BWBBLE (4) is a variation-aware method that maps reads against a BWT-indexed linear multi-genome reference, built from one reference and a set of variant (VCF) files. Graphtyper (5) iteratively enriches a variation-aware graph with known or discovered variants for read mapping and population-scale genotyping. Similarly, the variation graph toolkit (6) constructs a bi-directed variation-aware graph as a reference to improve the accuracy of mapping, specifically in highly polymorphic regions. GenomeMapper (7) is the first multi-reference approach that represents a reference genome and its differences to a set of other genomes in a hash-based graph structure against which reads can be aligned. GCSA (8) converts a multiple sequence alignment (MSA) of genomes into a finite automaton which is BWT-indexed to allow pattern search. PanVC (9) uses the MSA as a pangenome reference and map reads against the matrix, where the heaviest path serves as an ad hoc reference to improve the accuracy of downstream variant callers.

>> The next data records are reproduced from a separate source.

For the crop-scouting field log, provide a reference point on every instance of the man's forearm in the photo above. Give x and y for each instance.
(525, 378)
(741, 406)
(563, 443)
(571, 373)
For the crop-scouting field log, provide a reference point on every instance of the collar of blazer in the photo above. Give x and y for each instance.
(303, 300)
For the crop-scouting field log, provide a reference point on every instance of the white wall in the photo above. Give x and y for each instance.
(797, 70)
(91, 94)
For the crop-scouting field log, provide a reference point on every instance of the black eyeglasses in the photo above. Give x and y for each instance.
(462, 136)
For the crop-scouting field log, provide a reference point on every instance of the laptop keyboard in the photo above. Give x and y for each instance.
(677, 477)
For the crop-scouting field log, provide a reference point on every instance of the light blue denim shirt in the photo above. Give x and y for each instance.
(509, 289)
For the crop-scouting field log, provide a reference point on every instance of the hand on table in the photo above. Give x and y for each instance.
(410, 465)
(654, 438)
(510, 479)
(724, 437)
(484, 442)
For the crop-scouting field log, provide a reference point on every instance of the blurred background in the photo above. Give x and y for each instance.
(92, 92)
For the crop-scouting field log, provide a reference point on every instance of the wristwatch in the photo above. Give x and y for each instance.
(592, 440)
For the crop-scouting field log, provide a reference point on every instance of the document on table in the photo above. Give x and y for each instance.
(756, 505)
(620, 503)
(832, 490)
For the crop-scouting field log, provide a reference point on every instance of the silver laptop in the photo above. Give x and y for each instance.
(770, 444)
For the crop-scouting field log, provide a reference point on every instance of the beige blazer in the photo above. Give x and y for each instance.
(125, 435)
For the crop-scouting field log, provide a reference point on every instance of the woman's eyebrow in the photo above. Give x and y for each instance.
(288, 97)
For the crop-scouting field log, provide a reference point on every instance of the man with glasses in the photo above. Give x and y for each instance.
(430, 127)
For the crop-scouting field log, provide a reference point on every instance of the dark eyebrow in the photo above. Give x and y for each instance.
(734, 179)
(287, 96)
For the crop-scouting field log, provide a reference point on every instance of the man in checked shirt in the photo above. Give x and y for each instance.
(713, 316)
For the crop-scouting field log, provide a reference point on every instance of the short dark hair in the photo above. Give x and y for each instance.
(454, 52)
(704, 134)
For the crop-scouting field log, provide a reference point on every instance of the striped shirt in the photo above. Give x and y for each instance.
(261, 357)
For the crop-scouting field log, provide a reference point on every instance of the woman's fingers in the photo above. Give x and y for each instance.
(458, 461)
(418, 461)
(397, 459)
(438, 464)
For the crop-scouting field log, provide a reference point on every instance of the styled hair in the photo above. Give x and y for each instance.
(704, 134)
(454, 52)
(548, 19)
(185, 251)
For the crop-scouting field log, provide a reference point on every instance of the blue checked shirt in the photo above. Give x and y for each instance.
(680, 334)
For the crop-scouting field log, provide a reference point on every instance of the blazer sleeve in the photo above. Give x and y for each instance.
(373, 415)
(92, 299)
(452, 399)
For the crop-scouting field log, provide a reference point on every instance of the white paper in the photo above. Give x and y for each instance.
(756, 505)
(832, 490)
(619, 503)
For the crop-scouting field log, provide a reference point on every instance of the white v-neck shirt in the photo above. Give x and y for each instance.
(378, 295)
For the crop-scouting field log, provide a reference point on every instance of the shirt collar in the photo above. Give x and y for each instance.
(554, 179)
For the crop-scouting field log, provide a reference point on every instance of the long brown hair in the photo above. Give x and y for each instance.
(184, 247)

These approaches, mostly targeting the human genome and/or focusing on specific variable regions, demonstrate that using broader reference representations can improve read mapping. However, they do not suffice to study collections of individual genomes of highly dynamic species such as fungi and plants. In such collections, genome co-linearity is often not preserved; moreover, scalability becomes an issue as the number of genomes grows. To tackle these issues, we propose a multi-reference read mapping approach, as an extension to PanTools. Briefly, PanTools is a suite of tools for large-scale comparative analysis building on a pangenome representation stored in a graph database (10). Our mapping method can align millions of short reads to hundreds of eukaryotic or thousands of prokaryotic genomes simultaneously, producing one SAM/BAM file per genome. It also provides a competitive mapping mode, which is useful for abundance estimation and binning in metagenomics samples. We demonstrate that PanTools is as accurate as the state-of the-art read mappers and per-genome mapping time decreases with increasing numbers of genomes.
Results
We have extended our pangenome tool suite, PanTools, with a method to efficiently map genomic reads against multiple genomes in a graph-based representation (the algorithm is described under Methods). Conceptually, this eliminates the strong reference bias, which stems from mapping to a single genome. Reads that do not map on one genome may map on another genome, yielding a more complete picture of the genomic makeup of a sample. In application, PanTools offers two advantages that allow mapping efficiency to improve as the number of genomes grows. First, a single joint k-mer index is available for all genomes, resulting in fast identification of candidate hits that can then be targeted for full alignment. Second, redundant sequence alignments are avoided by recording previous alignments; if two genomes are similar, fewer alignments have to be made.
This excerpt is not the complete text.